📑 Table des matières

RAG pour les nuls : donner de la mémoire à son IA

Productivité IA 🟡 Intermédiaire ⏱️ 16 min de lecture 📅 2026-02-24

You have a brilliant AI assistant, but it forgets everything after each conversation. Frustrating, right? This is the fundamental problem with Large Language Models (LLMs): they lack persistent memory.
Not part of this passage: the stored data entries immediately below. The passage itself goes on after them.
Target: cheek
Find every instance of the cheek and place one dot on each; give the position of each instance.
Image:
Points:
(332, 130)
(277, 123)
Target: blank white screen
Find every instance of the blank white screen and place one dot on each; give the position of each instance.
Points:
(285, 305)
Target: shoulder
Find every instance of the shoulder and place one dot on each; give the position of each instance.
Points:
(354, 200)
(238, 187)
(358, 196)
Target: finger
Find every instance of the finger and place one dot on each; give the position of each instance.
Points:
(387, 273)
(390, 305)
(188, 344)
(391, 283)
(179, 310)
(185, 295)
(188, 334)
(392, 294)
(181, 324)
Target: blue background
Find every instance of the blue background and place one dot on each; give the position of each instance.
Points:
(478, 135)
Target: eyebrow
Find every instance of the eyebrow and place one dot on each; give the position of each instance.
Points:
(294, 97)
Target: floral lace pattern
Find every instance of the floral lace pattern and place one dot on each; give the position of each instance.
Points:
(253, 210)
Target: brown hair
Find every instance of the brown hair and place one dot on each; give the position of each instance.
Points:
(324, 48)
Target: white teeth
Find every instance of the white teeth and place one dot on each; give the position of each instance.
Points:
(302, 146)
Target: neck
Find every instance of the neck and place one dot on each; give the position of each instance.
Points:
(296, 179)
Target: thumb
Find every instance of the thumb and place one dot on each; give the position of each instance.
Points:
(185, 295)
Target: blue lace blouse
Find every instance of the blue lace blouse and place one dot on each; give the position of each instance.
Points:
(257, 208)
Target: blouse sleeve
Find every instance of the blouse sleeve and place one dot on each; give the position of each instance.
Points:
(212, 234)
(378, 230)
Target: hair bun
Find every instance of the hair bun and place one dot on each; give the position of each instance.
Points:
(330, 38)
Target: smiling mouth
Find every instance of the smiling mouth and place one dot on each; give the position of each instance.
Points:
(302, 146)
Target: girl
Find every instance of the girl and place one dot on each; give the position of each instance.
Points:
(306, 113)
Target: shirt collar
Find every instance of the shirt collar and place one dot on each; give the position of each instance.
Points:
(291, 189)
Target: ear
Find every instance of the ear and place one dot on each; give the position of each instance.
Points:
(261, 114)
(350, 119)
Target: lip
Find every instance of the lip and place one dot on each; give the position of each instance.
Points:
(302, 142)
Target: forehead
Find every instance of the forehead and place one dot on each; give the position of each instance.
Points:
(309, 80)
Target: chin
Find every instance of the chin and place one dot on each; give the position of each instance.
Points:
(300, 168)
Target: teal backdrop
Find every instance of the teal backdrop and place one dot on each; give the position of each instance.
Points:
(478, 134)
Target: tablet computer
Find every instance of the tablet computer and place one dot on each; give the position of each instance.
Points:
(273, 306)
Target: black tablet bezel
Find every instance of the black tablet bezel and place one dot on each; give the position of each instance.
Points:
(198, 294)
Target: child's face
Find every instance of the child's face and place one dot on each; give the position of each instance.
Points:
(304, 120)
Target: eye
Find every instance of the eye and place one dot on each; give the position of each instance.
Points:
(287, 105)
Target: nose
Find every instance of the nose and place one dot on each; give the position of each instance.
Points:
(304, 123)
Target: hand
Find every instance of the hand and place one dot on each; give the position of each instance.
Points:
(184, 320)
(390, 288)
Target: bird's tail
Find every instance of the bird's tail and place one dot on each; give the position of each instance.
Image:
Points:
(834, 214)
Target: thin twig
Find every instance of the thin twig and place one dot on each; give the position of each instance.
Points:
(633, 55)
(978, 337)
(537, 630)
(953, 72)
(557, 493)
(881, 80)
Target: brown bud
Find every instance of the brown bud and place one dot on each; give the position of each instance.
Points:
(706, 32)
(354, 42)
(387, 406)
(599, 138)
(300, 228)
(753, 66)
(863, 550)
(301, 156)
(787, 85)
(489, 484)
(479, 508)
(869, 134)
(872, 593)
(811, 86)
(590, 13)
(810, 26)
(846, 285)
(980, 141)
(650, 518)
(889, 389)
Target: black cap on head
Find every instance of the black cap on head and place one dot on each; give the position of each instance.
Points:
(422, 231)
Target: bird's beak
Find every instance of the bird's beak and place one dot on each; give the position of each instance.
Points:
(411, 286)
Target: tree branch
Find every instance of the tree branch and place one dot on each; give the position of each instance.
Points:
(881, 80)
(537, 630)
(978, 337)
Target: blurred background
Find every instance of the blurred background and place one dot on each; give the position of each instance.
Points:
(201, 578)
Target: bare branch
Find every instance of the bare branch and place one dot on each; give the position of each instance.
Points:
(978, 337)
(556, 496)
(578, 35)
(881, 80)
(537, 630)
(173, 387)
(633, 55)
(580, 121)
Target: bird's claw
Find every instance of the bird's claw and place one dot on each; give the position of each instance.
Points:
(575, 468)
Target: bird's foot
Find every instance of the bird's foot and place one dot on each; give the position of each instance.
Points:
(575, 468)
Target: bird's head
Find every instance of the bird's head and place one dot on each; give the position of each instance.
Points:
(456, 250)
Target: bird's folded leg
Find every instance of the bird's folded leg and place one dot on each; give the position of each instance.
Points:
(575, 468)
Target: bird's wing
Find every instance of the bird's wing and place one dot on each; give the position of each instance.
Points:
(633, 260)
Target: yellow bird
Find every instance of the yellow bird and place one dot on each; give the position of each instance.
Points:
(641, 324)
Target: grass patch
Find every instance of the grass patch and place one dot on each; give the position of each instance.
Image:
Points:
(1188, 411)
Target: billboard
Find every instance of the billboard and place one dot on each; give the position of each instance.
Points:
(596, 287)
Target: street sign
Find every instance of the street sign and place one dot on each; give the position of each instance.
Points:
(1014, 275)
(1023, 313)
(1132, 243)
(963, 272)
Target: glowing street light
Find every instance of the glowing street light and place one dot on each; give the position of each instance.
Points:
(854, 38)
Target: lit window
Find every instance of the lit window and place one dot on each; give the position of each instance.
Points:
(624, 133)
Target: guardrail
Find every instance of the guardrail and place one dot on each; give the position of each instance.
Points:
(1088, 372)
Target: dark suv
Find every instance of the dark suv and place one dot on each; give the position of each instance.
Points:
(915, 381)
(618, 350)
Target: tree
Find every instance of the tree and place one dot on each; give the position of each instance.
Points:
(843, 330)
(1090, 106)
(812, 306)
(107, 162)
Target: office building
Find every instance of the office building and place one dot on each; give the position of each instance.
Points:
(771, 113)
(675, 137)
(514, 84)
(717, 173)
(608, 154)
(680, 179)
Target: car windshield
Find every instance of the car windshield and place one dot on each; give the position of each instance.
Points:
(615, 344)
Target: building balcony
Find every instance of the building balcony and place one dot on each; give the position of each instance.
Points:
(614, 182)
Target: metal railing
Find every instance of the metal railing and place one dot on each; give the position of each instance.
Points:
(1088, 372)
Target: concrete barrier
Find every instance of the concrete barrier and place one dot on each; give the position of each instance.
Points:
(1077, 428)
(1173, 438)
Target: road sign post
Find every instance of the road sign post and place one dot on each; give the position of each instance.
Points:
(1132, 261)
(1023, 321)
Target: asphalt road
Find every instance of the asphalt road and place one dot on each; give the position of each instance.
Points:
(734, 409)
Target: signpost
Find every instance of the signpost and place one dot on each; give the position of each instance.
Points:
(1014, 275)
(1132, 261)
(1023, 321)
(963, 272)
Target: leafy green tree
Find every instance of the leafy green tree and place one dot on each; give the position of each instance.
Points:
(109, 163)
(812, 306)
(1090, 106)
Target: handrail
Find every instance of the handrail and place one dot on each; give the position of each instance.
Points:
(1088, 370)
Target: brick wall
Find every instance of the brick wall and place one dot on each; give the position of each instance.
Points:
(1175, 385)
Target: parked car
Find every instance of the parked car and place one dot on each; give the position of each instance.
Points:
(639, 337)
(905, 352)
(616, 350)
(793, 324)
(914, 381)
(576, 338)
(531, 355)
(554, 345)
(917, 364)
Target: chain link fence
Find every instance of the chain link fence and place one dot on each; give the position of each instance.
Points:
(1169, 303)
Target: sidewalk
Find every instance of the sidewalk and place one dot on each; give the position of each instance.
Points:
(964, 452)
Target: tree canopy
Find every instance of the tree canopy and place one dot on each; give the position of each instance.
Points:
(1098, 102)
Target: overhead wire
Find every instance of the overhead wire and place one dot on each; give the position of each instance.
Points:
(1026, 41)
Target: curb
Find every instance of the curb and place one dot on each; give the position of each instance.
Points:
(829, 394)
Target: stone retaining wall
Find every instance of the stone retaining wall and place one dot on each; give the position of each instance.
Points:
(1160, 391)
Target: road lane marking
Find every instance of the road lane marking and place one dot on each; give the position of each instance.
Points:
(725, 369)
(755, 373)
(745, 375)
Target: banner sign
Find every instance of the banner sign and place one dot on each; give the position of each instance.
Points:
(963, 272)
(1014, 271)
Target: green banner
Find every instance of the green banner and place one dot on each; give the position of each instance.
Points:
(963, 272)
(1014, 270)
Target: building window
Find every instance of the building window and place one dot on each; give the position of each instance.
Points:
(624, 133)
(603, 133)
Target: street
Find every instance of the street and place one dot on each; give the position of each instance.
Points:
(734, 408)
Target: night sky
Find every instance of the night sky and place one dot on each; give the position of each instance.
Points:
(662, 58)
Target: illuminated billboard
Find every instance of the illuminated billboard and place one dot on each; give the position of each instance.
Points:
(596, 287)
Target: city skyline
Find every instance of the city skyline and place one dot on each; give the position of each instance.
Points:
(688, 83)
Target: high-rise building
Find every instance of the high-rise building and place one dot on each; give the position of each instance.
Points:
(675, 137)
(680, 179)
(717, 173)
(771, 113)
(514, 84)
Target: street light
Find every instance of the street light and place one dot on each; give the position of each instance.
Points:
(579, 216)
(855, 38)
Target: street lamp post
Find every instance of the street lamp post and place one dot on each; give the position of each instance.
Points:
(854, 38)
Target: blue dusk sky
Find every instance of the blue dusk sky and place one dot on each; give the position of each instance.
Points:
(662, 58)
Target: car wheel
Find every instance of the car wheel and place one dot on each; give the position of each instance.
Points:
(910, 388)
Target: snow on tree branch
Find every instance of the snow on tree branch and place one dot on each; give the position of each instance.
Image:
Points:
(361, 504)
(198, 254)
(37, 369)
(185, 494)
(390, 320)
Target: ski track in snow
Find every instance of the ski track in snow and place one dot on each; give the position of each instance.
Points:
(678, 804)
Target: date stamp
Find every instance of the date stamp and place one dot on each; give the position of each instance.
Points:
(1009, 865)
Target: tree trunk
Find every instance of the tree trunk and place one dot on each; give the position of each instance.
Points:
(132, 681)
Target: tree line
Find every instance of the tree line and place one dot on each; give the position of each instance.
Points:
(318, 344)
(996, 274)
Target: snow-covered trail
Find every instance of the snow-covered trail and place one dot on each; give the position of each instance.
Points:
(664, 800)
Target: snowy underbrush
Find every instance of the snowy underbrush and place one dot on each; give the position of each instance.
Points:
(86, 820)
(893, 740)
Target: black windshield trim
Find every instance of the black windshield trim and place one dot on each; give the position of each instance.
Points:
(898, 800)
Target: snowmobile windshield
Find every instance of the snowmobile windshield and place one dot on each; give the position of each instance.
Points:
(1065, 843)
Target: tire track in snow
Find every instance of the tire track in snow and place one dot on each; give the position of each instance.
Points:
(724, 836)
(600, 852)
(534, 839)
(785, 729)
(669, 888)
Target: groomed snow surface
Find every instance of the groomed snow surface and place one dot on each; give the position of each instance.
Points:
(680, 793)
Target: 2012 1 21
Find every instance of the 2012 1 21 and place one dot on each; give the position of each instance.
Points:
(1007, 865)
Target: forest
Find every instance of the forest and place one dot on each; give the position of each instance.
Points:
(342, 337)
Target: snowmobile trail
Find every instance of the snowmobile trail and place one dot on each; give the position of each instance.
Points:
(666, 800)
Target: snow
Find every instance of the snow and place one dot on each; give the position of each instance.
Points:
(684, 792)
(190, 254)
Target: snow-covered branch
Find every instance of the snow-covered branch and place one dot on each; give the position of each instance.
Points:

Retrieval-Augmented Generation (RAG) is THE solution to give memory to your AI.

In this guide, we'll demystify RAG in simple terms, understand how it works under the hood, and most importantly, know when it's useful and when it's overkill.

🧠 What is RAG? (In Simple Terms)

The Problem

Imagine a brilliant expert who has read millions of books... but can't consult YOUR documents. You ask, "What is my company's Q3 revenue?" and they reply, "I don't have that information."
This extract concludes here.